Is the goal to know all the levels of "where we can intervene"? Something like: "we can train the AI, we can upvote or downvote its answers, we can directly edit its memory..."?

(I am not an expert on LLMs, so I can't tell you more than the previous paragraph contains. I am just trying to figure out what is the thing you are interested in. It seems to me that people already study the individual parts of that, but... are you looking for some kind of more general approach?

Replies from: Oxidize, Oxidize
comment by Oxidize · 2025-04-10T22:46:20.977Z · LW(p) · GW(p)

These are 6 sample titles I'm considering using. Any thoughts come to mind?

  1. AI-like reward functioning in humans. (Comprehensive model)
  2. Agency in humans
  3. Agency in humans | comprehensive model of why humans do what they do
  4. EA should focus less on AI alignment, more on human alignment
  5. EA's AI focus will be the end of us all.
  6. EA's AI alignment focus will be the end of us all.
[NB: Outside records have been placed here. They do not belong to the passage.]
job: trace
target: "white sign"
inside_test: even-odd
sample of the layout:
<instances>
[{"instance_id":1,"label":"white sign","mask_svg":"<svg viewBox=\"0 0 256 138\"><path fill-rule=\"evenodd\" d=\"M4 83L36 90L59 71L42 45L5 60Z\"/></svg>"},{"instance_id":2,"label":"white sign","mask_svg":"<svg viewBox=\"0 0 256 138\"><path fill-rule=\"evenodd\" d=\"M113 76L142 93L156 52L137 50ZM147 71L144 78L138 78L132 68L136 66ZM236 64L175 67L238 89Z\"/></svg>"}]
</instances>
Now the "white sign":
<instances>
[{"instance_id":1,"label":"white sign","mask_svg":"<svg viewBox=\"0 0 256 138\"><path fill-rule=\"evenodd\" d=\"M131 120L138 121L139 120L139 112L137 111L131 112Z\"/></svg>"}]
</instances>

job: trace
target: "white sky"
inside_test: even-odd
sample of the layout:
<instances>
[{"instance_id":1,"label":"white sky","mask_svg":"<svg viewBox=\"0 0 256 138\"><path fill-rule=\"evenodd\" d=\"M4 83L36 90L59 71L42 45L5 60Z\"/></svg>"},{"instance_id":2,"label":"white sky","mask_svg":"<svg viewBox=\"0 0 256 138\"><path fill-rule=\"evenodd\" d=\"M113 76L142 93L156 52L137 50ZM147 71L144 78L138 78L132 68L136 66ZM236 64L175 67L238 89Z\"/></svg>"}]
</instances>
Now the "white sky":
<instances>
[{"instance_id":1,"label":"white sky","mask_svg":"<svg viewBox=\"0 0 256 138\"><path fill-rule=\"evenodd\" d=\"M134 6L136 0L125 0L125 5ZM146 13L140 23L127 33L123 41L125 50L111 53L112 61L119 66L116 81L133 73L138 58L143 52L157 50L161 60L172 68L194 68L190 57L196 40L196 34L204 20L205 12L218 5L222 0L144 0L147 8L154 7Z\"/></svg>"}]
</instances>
We should focus on human alignment instead
comment by Oxidize · 2025-04-10T15:07:17.897Z · LW(p) · GW(p)

I'd say that the 80/20 of the concept is how reward & punishment affect human behavior.

Is it about which forces?
I would say I'm referring to a combination of instinct, innate attraction/aversion, previous experience, decision-making, attention, and how they relate to each other in an everyday practical context. 

Seems to me that "genetics"
- I would say your disentanglement is right on the money. Rather than making an analysis for LLMs, I'm particularly interested in fleshing out the inter relations between concepts as they relate to the human brain.

Do you want a similar analysis for LLMs?
I mean it from a high-level agency perspective, as opposed to in specific AI or machine learning contexts. 

Goal?
My goal is to learn more about what information Lesswrongers use and are interested in so that I can better create a post for the community.


Adjacent concepts

  • Self-discipline
  • Positive psychology
  • Systems & patterns thinking
  • Maybe reward-functions?
Replies from: faul_sname
comment by faul_sname · 2025-04-11T00:28:15.392Z · LW(p) · GW(p)

Can you give one extremely concrete example of a scenario which involves reward modeling, and point to the part of the scenario that you call "reward modeling"?

comment by mishka · 2025-04-10T14:25:44.737Z · LW(p) · GW(p)

It should be a different word to avoid confusion with reward models (standard terminology for models used to predict the reward in some ML contexts)

Replies from: Oxidize
comment by Oxidize · 2025-04-10T15:08:58.663Z · LW(p) · GW(p)

Thanks for this. Do you have any ideas of what terminology i should use if I mean models used to predict reward in human contexts?